Afghan security forces and U.S. soldiers arrive at the site where a suicide attacker rammed a car bomb into a NATO convoy killing two foreign civilian contractors, in the Afghan capital Kabul, Afghanistan on Feb. 10, 2014. Rahmat Gul/AP

Urgency Exceptions for War-Zone Contracts Mostly Justified, GAO Finds

Pentagon, State and USAID advised to improve documentation for noncompetitive contracts.

Three agencies working in war-torn Afghanistan and Iraq have rightly taken advantage of urgency exceptions that allow single-source contracting, the Government Accountability Office found. Auditors did, however, fault managers for failing to post accurate procurement data in some instances.

The Defense and State departments and the U.S. Agency for International Development from 2010 to 2012 invoked a legal and regulatory exception and signed noncompetitive contracts in awards ranging from 1 percent to 12 percent of their obligations, GAO reported on Wednesday.
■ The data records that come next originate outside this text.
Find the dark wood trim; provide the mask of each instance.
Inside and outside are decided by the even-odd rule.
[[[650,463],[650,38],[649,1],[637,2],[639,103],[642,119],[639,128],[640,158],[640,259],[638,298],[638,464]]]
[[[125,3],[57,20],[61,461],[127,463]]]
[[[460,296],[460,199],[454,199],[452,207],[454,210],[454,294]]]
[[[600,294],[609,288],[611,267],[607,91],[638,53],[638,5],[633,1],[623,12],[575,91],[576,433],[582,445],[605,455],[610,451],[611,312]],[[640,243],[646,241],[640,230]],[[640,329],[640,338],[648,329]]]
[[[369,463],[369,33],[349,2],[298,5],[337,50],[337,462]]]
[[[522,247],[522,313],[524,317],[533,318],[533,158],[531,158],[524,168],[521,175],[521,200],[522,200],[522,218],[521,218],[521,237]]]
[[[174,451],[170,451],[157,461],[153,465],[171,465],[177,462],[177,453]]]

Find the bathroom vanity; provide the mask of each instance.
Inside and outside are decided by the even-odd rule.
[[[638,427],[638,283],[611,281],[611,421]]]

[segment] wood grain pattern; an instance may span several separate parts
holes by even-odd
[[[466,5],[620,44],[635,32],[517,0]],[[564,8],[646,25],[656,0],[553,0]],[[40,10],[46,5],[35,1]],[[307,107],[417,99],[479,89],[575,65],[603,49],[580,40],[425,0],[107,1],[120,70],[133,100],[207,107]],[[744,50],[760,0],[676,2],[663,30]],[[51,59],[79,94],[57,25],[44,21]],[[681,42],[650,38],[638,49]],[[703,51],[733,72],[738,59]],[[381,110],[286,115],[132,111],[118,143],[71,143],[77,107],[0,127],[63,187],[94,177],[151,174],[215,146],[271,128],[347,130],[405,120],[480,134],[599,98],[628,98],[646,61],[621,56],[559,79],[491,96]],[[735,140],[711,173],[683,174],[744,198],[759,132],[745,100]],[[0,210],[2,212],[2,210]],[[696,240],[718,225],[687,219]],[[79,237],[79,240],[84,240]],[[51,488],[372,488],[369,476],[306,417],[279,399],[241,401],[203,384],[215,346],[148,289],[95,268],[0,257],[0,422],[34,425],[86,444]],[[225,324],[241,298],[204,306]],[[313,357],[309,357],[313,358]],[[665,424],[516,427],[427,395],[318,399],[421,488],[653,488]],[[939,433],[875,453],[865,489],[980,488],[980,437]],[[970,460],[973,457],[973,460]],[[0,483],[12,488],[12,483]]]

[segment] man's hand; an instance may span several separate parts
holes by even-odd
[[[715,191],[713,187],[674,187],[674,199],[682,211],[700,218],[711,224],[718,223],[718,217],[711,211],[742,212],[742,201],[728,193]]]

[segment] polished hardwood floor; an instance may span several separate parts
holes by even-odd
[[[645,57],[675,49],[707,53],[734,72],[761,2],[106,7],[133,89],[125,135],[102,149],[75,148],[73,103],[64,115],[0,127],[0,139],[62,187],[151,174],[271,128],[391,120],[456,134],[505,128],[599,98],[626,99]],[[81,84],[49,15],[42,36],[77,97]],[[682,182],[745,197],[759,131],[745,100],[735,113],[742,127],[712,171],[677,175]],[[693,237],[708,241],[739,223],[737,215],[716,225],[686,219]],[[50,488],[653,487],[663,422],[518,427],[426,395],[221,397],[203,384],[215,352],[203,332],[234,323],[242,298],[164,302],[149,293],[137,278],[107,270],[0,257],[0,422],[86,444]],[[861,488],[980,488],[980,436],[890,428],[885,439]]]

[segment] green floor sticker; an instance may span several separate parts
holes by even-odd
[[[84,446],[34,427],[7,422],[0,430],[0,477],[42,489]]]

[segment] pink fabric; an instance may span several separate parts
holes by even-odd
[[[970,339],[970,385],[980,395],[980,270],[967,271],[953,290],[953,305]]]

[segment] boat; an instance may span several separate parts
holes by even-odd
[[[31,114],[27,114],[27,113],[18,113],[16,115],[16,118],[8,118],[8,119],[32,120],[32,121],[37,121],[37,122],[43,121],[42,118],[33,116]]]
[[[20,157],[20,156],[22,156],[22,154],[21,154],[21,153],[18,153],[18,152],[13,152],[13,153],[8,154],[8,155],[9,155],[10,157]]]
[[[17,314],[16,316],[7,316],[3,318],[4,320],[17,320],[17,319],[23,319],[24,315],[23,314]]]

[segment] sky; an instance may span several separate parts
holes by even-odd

During those three years, the Pentagon obligated $12.5 billion noncompetitively to procure goods and services using the exception; State obligated $582 million; and USAID, about $20 million, GAO reported. Governmentwide the total of noncompeted contracts in fiscal 2013 amounted to $164 billion, or 36 percent of overall contracting.

But, 28 of the 62 contracts for such needs as personal armor, guard services and communications “were incorrectly coded as having used the urgency exception when they did not,” the report said. GAO also found that “20 of the 28 miscoded contracts were awarded using procedures that are more simple and separate from the requirements related to the use of the urgency exception.”

Some contracts, GAO added, were extended for longer than the one year that is allowable under the urgency exception as defined by statute and under the Federal Acquisition Regulation, and the requirement that contracting officers consider as many competing vendors as is practicable was not always followed. For some contracts, “lack of access to technical data rights and reliance on contractor expertise prevented agencies from obtaining competition,” GAO wrote in the report mandated by the 2013 National Defense Authorization Act.

Officials also sometimes failed to understand transparency requirements, the report said. “For 15 of the justifications we reviewed, we could not confirm whether justifications were posted to the FedBizOpps website within the required time frames, or at all, as no documentation was available,” auditors wrote. “Some officials told us that justifications were not posted due to an administrative oversight.”

GAO noted that the White House Office of Federal Procurement Policy is in a position to clarify when the urgency exception should apply. Auditors recommended that OFPP and the three agencies disseminate guidance to contracting officers to improve documentation of the justifications. The agencies agreed.